Principle:NVIDIA NeMo Curator Aesthetic Quality Filtering
| Metadata | |
|---|---|
| Knowledge Sources | Paper: LAION-5B |
| Domains | Data_Curation, Image_Processing, Quality_Assessment |
| Last Updated | 2026-02-14 |
Overview
Aesthetic Quality Filtering is a technique for scoring and filtering images based on visual aesthetic quality using a learned MLP predictor applied to CLIP embeddings.
Description
Aesthetic Quality Filtering in NeMo Curator uses the LAION aesthetic predictor, a multi-layer perceptron (MLP) trained on top of CLIP embeddings, to score the visual appeal of images. Each image's CLIP embedding vector is passed through the aesthetic predictor, which outputs a scalar aesthetic quality score. Images are then filtered based on a configurable score threshold, retaining only those images that meet or exceed the desired aesthetic quality level.
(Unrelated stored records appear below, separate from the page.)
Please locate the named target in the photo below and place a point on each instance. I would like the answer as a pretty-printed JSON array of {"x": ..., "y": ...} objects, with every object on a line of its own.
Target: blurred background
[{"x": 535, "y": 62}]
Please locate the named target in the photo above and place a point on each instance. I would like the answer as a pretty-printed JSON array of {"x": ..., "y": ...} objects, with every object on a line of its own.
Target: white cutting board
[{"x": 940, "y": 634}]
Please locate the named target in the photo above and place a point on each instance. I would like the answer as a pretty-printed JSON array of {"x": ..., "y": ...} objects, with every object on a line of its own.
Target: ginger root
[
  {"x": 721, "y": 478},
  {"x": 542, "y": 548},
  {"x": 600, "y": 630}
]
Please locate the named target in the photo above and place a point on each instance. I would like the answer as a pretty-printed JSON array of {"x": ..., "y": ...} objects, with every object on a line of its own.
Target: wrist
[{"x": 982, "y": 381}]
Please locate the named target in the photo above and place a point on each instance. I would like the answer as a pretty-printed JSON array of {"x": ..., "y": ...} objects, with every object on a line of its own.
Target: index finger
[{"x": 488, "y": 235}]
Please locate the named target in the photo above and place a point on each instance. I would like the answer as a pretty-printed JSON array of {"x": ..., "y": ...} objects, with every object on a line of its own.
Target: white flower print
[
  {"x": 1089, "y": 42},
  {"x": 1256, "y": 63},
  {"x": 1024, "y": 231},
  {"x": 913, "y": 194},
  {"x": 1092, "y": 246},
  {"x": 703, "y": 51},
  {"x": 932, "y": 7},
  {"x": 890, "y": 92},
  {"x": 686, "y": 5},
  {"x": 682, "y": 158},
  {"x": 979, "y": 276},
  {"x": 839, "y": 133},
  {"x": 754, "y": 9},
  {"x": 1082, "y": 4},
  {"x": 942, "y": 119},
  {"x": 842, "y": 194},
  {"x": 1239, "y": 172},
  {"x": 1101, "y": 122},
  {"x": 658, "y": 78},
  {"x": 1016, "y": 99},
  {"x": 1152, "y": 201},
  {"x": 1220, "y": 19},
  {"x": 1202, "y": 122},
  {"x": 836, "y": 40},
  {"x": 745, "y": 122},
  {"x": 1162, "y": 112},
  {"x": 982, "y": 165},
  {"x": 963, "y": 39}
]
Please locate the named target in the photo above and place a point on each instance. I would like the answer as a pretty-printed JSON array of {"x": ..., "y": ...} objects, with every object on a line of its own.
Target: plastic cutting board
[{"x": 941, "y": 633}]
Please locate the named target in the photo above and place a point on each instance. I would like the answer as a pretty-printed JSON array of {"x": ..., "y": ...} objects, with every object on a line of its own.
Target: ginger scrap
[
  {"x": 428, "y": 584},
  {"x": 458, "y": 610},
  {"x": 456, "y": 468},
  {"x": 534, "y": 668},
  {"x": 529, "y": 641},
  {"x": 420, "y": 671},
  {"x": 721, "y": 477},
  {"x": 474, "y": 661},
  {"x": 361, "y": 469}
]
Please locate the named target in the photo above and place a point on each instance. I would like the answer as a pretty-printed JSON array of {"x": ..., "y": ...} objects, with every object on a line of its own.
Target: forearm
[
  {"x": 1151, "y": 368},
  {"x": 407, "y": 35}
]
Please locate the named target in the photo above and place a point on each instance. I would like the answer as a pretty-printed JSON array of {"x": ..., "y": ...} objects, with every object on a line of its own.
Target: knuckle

This approach enables efficient large-scale filtering because it operates on pre-computed CLIP embeddings rather than raw pixel data, making the scoring process lightweight and fast.
Usage
Use Aesthetic Quality Filtering after the CLIP Embedding stage to remove low-quality or visually unappealing images from the dataset. This stage is particularly useful when curating datasets for generative image models, where training on aesthetically pleasing images improves output quality. Adjust the score threshold based on the desired quality-quantity tradeoff for the specific use case.
Theoretical Basis
Aesthetic Quality Filtering is based on the principle that visual aesthetic quality can be predicted from learned image representations. The LAION aesthetic predictor is a linear probe or shallow MLP trained on human aesthetic ratings collected from various sources. The predictor takes CLIP image embeddings as input and produces a scalar score that correlates with human judgments of visual appeal. This approach leverages the rich semantic information captured by CLIP embeddings, which encode both content and style information relevant to aesthetic perception. The training data for the aesthetic predictor consists of images rated by humans on scales of visual quality, composition, and appeal. By learning a mapping from CLIP embedding space to aesthetic scores, the predictor generalizes across diverse image content and styles, enabling automated aesthetic filtering at scale without requiring human review of individual images.